Furthermore, you can even preselect the amount of scatter, perhaps by stipulating what R2 should be. Letting τ2=var(yi)=β21var(xi), rescale those residuals to have a variance of
σ2=τ2(1/R2−1).
This method is fully general: all possible examples (for a given set of xi) can be created in this way.
Examples
Anscombe's Quartet
We can easily reproduce Anscombe's Quartet of four qualitatively distinct bivariate datasets having the same descriptive statistics (through second order).
![Figure]()
The code is remarkably simple and flexible.
set.seed(17)
rho <- 0.816 # Common correlation coefficient
x.0 <- 4:14
peak <- 10
n <- length(x.0)
x <- list(x.0, x.0, x.0, c(rep(8, n-1), 19))
e <- list(rnorm(n), -(x.0-peak)^2, 1:n==peak, rnorm(n))
f <- function(x) 3 + x/2 # Common regression line
par(mfrow=c(2,2))
xlim <- range(as.vector(x))
ylim <- f(xlim + c(-2,2))
s <- sapply(1:4, function(i) {
y <- f(x[[i]])
sigma <- sqrt(var(y) * (1 / rho^2 - 1))
y <- y + sigma * scale(residuals(lm(e[[i]] ~ x[[i]])))
plot(x[[i]], y, xlim=xlim, ylim=ylim, pch=16, col="Orange", xlab="x")
abline(lm(y ~ x[[i]]), col="Blue")
c(mean(x[[i]]), var(x[[i]]), mean(y), var(y), cor(x[[i]], y), coef(lm(y ~ x[[i]])))
})
rownames(s) <- c("Mean x", "Var x", "Mean y", "Var y", "Cor(x,y)", "Intercept", "Slope")
t(s)
The output gives the second-order descriptive statistics for the (x,y) data for each dataset. All four lines are identical. You can easily create more examples by altering x
(the x-coordinates) and e
(the error patterns) at the outset.
Simulations
This R
function generates vectors s according to the specifications of β=(β0,β1) and R2 (with 0≤R2≤1), given a set of x values.

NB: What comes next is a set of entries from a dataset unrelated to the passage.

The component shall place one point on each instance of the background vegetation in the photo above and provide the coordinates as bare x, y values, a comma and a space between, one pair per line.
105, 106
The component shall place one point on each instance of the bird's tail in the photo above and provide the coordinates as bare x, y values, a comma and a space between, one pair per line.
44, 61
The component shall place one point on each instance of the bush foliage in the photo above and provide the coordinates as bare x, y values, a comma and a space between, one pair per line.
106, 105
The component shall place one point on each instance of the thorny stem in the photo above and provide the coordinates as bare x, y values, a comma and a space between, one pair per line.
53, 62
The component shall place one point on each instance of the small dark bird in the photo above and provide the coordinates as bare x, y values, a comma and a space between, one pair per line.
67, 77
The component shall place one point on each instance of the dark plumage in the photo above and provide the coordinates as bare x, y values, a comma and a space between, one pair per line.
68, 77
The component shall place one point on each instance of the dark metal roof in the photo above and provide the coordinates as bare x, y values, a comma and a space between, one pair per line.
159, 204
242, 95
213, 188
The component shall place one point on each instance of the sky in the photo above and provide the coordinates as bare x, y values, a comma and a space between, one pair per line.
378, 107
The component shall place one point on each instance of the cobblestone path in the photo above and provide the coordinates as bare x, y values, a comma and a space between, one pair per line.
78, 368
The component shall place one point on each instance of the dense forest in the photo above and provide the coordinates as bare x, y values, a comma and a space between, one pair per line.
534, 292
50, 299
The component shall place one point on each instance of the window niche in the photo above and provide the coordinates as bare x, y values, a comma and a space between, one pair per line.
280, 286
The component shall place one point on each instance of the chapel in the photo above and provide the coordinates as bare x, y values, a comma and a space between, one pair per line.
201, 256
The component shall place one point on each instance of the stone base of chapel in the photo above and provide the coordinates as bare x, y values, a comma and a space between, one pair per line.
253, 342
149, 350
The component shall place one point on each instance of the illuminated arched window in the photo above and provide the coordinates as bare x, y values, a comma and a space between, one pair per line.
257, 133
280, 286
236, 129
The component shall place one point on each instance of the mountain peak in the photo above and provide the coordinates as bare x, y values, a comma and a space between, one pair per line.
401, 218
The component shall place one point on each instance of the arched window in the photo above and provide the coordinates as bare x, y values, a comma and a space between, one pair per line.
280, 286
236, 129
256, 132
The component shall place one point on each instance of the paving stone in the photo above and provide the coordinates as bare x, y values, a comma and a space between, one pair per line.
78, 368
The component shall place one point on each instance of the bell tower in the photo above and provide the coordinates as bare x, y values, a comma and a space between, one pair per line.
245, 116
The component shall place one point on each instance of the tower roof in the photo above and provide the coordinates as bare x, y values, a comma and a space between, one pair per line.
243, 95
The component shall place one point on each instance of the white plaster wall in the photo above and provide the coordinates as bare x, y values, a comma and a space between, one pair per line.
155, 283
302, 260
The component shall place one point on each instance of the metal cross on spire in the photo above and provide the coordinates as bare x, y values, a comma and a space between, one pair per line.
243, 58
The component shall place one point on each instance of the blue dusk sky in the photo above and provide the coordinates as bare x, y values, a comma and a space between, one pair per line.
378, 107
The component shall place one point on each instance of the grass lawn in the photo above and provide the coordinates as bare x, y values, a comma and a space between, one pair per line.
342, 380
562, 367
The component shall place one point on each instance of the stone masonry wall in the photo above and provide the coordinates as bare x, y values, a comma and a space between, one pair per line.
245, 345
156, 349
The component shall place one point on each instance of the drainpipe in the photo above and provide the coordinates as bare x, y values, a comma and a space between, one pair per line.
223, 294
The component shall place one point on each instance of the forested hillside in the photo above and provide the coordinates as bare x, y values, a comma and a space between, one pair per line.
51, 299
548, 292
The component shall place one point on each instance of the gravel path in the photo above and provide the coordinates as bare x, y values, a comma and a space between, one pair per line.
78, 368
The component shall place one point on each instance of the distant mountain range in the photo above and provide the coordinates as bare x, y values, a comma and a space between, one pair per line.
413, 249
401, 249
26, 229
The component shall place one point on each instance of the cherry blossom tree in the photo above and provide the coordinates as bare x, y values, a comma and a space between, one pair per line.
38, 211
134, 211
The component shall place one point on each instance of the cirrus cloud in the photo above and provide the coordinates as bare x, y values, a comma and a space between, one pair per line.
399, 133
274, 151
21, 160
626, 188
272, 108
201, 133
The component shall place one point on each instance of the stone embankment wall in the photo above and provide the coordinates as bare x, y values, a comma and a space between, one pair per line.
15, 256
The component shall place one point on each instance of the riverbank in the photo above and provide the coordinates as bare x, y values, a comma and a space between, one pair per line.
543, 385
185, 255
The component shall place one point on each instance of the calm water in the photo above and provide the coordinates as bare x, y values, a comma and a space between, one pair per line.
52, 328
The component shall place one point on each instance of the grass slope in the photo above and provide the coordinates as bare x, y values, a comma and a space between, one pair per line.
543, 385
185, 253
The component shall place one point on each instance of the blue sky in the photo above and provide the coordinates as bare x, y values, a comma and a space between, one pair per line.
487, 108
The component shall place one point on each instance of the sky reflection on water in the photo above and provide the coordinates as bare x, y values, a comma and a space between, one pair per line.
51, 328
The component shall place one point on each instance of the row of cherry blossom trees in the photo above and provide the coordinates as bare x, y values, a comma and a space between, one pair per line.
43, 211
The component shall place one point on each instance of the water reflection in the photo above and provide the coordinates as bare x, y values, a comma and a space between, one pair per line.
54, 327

simulate <- function(x, beta, r.2) {
sigma <- sqrt(var(x) * beta[2]^2 * (1/r.2 - 1))
e <- residuals(lm(rnorm(length(x)) ~ x))
return (y.0 <- beta[1] + beta[2]*x + sigma * scale(e))
}
(It wouldn't be difficult to port this to Excel--but it's a little painful.)
As an example of its use, here are four simulations of (x,y) data using a common set of 60 x values, β=(1,−1/2) (i.e., intercept 1 and slope −1/2), and R2=0.5.
![Figure]()
n <- 60
beta <- c(1,-1/2)
r.2 <- 0.5 # Between 0 and 1
set.seed(17)
x <- rnorm(n)
par(mfrow=c(1,4))
invisible(replicate(4, {
y <- simulate(x, beta, r.2)
fit <- lm(y ~ x)
plot(x, y)
abline(fit, lwd=2, col="Red")
}))
By executing summary(fit)
you can check that the estimated coefficients are exactly as specified and the multiple R2 is the intended value. Other statistics, such as the regression p-value, can be adjusted by modifying the values of the xi.